Pipeline usage

The ‘phylo_pipeline mkfile’ command can be used to create a makefile template, as with the ‘bam_pipeline mkfile’ command (see section Pipeline usage). This makefile is used to specify the samples, regions of interest (to be analysed), and options for the various programs:

$ phylo_pipeline mkfile > makefile.yaml

Note that filenames are not specified explicitly with this pipeline, but are instead inferred from the names of samples, prefixes, etc. as described below.

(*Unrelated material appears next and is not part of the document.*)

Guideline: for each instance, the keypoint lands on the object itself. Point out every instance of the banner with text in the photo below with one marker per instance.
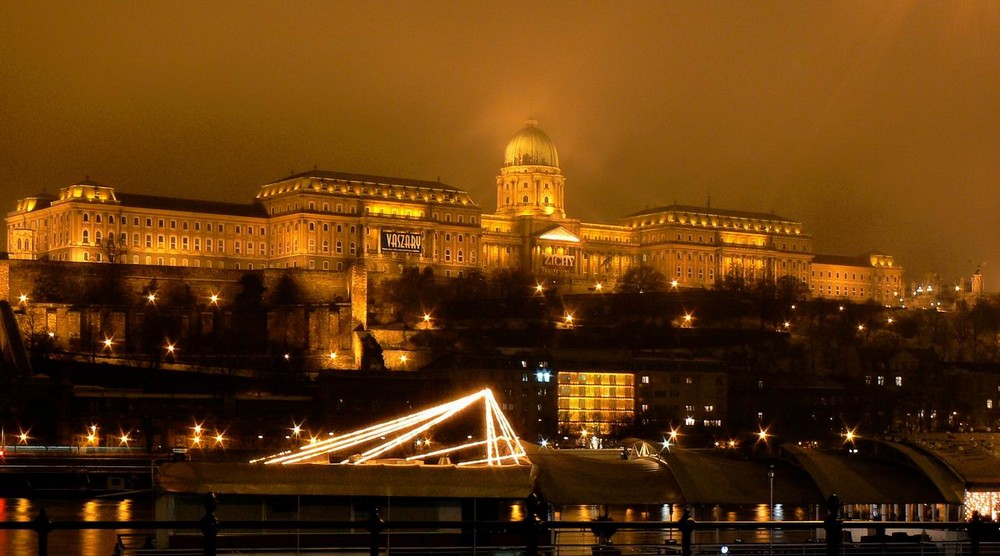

To execute the pipeline, a command corresponding to the step to be invoked is used (see below):

$ phylo_pipeline <STEP> [OPTIONS] <MAKEFILE>

Samples

The phylogenetic pipeline expects a number of samples to be specified. Each sample has a name, a sex, and a genotyping method:

Samples:
  <GROUP>:
    SAMPLE_NAME:
      Sex: ...
      Genotyping Method: ...

Sex is required, and is used to filter SNPs at homozygous sex chromsomes (e.g. chrX and chrY for male humans). Any names may be used, and can simply be set to e.g. ‘NA’ in case this feature is not used.

The genotyping method is either “SAMTools” for the default genotyping procedure using samtools mpileupe | bcftools view, or “Random Sampling” to sample one random nucleotide in the pileup at each position. This key may be left out to use the default (SAMTools) method.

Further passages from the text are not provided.